Film-faced plywood is an exterior birch plywood used in building and construction projects. It has a special film coating on its surface made from phenol or melamine on either or both sides which gives the plywood a higher resistance to moisture, abrasion, chemical degradation and fungal attack compared to ordinary plywood.
Building and Construction
Because of its increased stability and resistance to moisture, ultraviolet radiation and corrosive chemicals, film-faced plywood is ideal for outdoor applications such as the external surfaces of new buildings. The extra film layer and acrylic varnished edges of this type of plywood make it more durable and less able to distort when used outdoors in harsh weather and adverse conditions.
Buildings in direct sunlight are less prone to wear and tear if they are made from film-faced plywood, at least as part of the overall structure.

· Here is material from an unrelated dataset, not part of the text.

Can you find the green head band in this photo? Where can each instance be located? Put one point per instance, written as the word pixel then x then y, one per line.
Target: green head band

Ordinary plywood is also used in the construction industry for processing; for example, to create what are known as shuttering boxes, which are used to stabilize and constrain wet concrete as it dries. Film-faced plywood is especially resistant to damage from water, so makes a resilient, long-lasting shuttering box which can be used repeatedly before it needs replacing.
The standard density of film-faced birch plywood is 680 to 700 kilograms per meter squared, compared with only 650 to 700 kilograms per meter cubed for ordinary plywood.
An interesting application of film-faced plywood is during the construction and maintenance of dams. The plywood is useful for forming level molding boards and girder molding boards, which need to be resistant to strong forces, large amounts of fast-flowing water and yet still maintain their structural integrity and shape.
There is a choice of thicknesses available, depending on requirements, from 12mm, 15mm and 18mm to 21mm, 24mm and 27mm. Some examples can reach 30mm.
Film-faced plywood remains strong and geometrically sound during several successive mechanical treatments, which means it can be put through the different stages of furniture making, for instance, without warping or bowing and undergoing the common effects of mechanical stress. Added together with its other properties, including water resistance, anti-slip and flexibility, it is clear why this type of plywood suits the furniture industry.
According to the blog See See Plywood, film-faced plywood is also referred to as “WBP” or water-boiled proof plywood, which can be boiled in water for up to 20 hours without delamination, meaning the loss of its melamine laminated surface.